Reviews for A Fine Line
HolyCatty chapter 10 . 7/6/2008
Mia is so amusing and interesting...Its fun to read this story XD Good Luck and don't give up
violet-eyez chapter 10 . 5/25/2008
so finally some kind of other chemistry
akaCHEEKS chapter 10 . 5/24/2008
haha duude! i love that line "if someone would let me finish my explanation, you'd know why! and stop calling god all the time; he's sick of hearing from you!" haha. loove that part!
g chapter 10 . 5/21/2008
finally, theyre getting somewhere
AMM3485 chapter 10 . 5/21/2008
Yay! It begins! lol. I love this chapter and I can't believe that she broke three plasmas and all she had to say when he caught her was oops hahaha, nice job!
shesaidhi chapter 9 . 4/27/2008
i really like this.

wonder what happened mia.

keep up the good work!
Regin chapter 9 . 4/9/2008
I Like, I Lust,I Love!Please Update Soon!
FM Radio chapter 9 . 3/27/2008
ERGH! You are killing me here! I want to know! I WANT TO KNOW ALL THE ANSWERS! UGH! I don't care how long it takes you to finish this, as long as you don't put this on hiatus! *gasps* KNOCK ON WOOD *knocks on wood* UPDATE UPDATE
violet-eyez chapter 9 . 3/27/2008
what's her reason for not going to a doc?
akaCHEEKS chapter 9 . 3/25/2008
aaw. personally i would want her to end up with her best friends instead of stephen.. he's been with her longer and gave up more things for her. he deserves to be with her.
Leaving Fictionpress chapter 1 . 3/25/2008
I strongly dislike people that read one chapter of a story and then stop without telling you why, so I thought I'd let you know. First off, your plot is fairly original and seems really interesting. I think with a little development, it could be a really strong story. However, you make some kind of amateurish mistakes that made me lose interest.

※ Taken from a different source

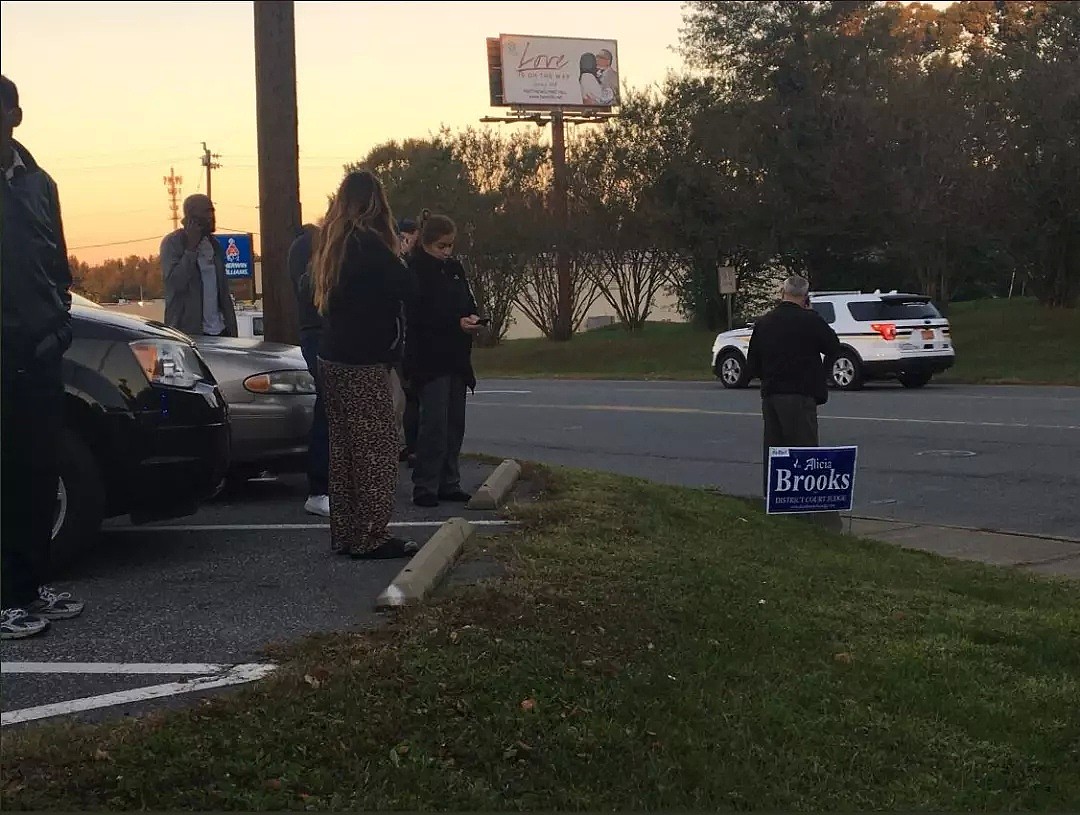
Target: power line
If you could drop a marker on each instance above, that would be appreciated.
(115, 243)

You come across as a bit obsessed with descriptions right at the start. It's okay to make readers wait a little before finding out what the characters look like, you know. It adds to the suspense and makes the story a little longer, because you aren't compressing important information into one paragraph. You went a little overboard emphasizing the hotness of the male lead; one adjective describing his looks is really enough, but a whole paragraph on the definition of beauty is redundant.

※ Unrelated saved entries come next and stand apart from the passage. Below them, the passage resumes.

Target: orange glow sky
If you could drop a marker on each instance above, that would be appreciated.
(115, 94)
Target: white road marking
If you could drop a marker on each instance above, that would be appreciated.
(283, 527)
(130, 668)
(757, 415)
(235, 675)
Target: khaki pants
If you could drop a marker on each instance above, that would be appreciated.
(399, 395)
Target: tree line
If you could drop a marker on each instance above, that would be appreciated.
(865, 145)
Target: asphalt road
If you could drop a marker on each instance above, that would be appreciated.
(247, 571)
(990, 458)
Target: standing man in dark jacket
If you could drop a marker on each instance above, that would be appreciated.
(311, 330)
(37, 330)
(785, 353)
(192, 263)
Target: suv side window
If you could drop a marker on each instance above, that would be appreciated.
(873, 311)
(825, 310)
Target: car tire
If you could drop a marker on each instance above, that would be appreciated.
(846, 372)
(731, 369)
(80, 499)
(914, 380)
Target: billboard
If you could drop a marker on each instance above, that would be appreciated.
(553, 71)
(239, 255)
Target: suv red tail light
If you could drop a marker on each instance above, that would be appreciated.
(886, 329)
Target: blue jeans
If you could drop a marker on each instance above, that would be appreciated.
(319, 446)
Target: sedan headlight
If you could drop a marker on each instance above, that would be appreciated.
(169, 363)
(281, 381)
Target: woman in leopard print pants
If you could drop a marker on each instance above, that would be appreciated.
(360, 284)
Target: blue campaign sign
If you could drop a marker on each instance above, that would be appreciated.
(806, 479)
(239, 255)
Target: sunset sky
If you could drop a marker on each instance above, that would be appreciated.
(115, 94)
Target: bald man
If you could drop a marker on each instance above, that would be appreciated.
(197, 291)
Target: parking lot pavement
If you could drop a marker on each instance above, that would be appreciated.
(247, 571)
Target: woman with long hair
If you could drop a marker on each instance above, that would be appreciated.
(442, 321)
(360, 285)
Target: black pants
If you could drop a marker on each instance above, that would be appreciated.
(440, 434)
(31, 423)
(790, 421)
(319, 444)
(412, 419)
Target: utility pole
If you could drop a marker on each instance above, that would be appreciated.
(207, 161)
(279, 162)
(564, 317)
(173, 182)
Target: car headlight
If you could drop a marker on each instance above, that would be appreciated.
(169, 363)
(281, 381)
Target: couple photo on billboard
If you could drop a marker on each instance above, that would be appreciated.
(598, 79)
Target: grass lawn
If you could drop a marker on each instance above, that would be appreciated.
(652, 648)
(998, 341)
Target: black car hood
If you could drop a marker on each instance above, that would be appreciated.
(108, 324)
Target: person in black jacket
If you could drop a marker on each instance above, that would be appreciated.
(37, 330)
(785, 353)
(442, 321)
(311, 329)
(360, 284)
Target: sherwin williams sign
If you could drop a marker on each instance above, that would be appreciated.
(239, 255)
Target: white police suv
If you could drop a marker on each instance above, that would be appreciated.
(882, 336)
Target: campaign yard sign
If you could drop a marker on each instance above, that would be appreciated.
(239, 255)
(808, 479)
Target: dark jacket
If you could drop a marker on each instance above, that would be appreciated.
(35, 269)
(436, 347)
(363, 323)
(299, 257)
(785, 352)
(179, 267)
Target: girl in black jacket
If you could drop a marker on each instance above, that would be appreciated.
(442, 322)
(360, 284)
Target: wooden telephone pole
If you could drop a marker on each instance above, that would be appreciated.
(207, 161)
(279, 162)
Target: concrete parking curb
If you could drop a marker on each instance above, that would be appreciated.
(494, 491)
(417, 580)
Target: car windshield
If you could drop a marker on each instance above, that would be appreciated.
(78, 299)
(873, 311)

Also, don't name-drop so much. For example, don't try to claim that name-brand items such as iPods are manufactured by an imaginary company. Make up an mp3 player that's recently begun to outsell iPods, if you want.

I had a comment here about her age, but I glanced at the next chapter by accident and learned that it was a common complaint and you did it for a reason. I thought about it more and realized that my original point was related more to her behavior. She seems rather immature; she's very rude for no apparent reason and doesn't seem to know how to play the game very well. This is not a teenager trait, it's a rude person trait. It makes the idea of a sophisticated businessman falling for her a bit implausible.

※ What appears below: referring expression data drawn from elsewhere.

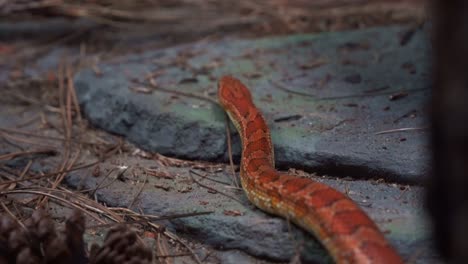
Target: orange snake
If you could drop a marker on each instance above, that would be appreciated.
(339, 224)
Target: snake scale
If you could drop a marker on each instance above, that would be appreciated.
(342, 227)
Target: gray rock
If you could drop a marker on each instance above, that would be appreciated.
(330, 95)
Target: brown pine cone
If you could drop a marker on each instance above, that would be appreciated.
(41, 243)
(121, 245)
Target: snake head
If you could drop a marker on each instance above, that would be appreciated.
(231, 90)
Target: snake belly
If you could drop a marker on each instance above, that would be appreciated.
(342, 227)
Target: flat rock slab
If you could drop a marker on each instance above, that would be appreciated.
(325, 97)
(234, 224)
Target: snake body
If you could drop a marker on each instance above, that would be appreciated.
(336, 221)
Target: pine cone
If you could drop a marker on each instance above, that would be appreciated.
(121, 245)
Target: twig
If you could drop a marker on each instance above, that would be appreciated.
(13, 155)
(213, 189)
(400, 130)
(139, 191)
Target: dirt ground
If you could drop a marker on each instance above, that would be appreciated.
(43, 136)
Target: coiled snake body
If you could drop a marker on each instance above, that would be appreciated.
(337, 222)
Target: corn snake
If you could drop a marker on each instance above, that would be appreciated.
(335, 220)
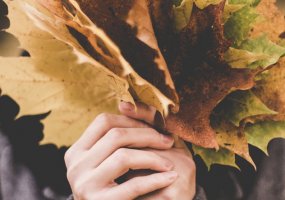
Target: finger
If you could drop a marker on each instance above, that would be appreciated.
(143, 112)
(101, 125)
(121, 161)
(139, 186)
(123, 137)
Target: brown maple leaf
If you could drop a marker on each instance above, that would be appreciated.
(202, 77)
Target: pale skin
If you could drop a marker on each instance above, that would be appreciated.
(127, 146)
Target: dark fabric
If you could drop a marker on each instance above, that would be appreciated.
(29, 171)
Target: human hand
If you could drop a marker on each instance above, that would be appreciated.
(108, 149)
(184, 187)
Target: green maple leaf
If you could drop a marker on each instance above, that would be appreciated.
(242, 104)
(239, 24)
(261, 133)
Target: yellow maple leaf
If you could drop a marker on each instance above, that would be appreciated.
(56, 78)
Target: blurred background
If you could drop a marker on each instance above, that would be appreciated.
(281, 4)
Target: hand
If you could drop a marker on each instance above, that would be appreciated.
(184, 187)
(108, 149)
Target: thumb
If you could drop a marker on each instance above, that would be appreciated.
(143, 112)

Also, make her a programming prodigy, or something. It is highly implausible that the company has grown to the size it clearly is without an efficient filing and delivery system. It is, in fact, so implausible that it detracts from the story line. A good rule of thumb: If you're going to be inaccurate about something, make sure that it's at least borderline realistic.

I'm sorry - Please don't interpret this as a flame. I must sound terribly critical, and I don't want to - I just want to be completely clear. And I really liked the summary and plot or I wouldn't have clicked on the link. I don't want to condescend to you. I ended up deleting the first two stories I put up on FictionPress because so much of the writing made me cringe, and nobody ever told me anything was wrong with it so I never knew how to fix it. I'd hate for you to look at this story two or three years from now and feel the same way. Good luck with your writing, and please do keep updating.
sousie chapter 9 . 3/25/2008
keep it up i love this story
AMM3485 chapter 9 . 3/25/2008
Oh my gosh! I loved Stephen in this chapter!
kingrankar76 chapter 9 . 3/25/2008
Oh God! I really wanna know about Mia's past. Can you please update soon? I loved this chapter.
SallyShoe chapter 8 . 3/23/2008
I absolutly adore your story. It is witty, comical, and to my pleasure not a well used plot. I shall eagerly await the next instalment so that I may see just where your story leads.

Keep on writing,


P.s. I am very well aware of the fact that I am unable to spell, I have been cursed with this disorder, commanly called mespellgoodnotia it is very rare and none has yet to find a cure I am afraid, ever since I was a baby.